Max recalled how he had stood with the packets of requested seeds in his hands, looking down at the trench garden that would now go untended.
You would be proud, Mother, my peonies are topping….
Charlie had died the day before the seeds arrived. As he stared down at the garden, Max still had some of Charlie’s blood on his boots. And there were hundreds of Charlies he’d left back there, thousands of them.
It will be your duty to set an example of discipline and perfect steadiness under fire….
Lord Kitchener’s words to the troops rang around Max’s head. Yet there was no longer anyone from his company to set that example for. They were gone, all gone.
It had seemed possible to bear it in the trenches because there was no alternative, but here, now, surrounded by all these normal people who were still a part of the normal world, it was suddenly impossible, intolerable, insane.
The children sang and Max felt something inside him break.
There was a young man about his own age on the platform beside him, dressed in a hotel uniform with a name badge that read Harry.
He was smiling as he asked Max for his luggage ticket, looking at him with a fascinated, wondrous sort of expression, as though Max were a rare bird he’d never spotted before, never thought to see at all in the wild.
Max didn’t know where the ticket was, couldn’t remember what he’d done with it, and nor did he care.
For a moment he thought he saw Charlie in the crowd, grinning widely.
“I can’t,” he whispered. “I can’t.”
There was something wrong with his legs; they wouldn’t hold him up.
He crumpled to the floor in the middle of the platform, and everything unravelled; he was sobbing.
Even now, part of him—the part that could still forget—was shouting, My men mustn’t see me like this!
But the men were gone, and it didn’t matter now if he cried.
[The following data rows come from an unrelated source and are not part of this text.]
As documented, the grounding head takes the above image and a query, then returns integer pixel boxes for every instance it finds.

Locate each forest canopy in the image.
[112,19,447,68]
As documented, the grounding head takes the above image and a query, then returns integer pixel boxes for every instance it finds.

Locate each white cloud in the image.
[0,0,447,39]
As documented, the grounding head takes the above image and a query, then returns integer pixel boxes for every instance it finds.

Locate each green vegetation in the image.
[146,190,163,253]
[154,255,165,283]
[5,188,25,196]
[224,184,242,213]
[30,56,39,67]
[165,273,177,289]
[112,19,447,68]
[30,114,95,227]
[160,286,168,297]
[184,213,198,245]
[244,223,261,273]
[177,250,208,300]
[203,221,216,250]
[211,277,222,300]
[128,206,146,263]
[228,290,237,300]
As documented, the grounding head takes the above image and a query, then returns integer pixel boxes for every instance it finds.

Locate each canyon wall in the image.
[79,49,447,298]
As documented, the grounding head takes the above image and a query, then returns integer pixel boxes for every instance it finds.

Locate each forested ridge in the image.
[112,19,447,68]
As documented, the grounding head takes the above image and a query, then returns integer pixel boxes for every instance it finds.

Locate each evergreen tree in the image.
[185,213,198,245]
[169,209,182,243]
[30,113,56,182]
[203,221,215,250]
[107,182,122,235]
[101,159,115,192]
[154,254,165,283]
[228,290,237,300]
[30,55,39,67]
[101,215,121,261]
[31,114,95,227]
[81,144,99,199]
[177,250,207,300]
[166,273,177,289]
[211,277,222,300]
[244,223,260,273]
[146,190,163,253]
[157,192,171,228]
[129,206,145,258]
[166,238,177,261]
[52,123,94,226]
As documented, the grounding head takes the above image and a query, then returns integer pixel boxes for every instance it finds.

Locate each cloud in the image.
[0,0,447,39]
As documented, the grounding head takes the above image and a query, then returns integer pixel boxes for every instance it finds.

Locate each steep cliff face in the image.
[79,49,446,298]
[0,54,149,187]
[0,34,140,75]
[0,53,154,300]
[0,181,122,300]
Nothing much mattered anymore. The tears burned, along with the shame, and Max wished he were back there with the rest of them, back where he should have been.
For a moment it felt like he was there, lost and dying alone in the dirt.
Then there was a woman crouched on the ground beside him.
She wore a nurse’s starched white uniform, and reached for his hand and squeezed it in her own.
Max wondered how long it had been since someone had held his hand.
He didn’t think he’d ever been so glad to feel the touch of another person or so grateful for the fact that she didn’t say a word.
She just quietly sat beside him, her fingers wrapped tightly around his.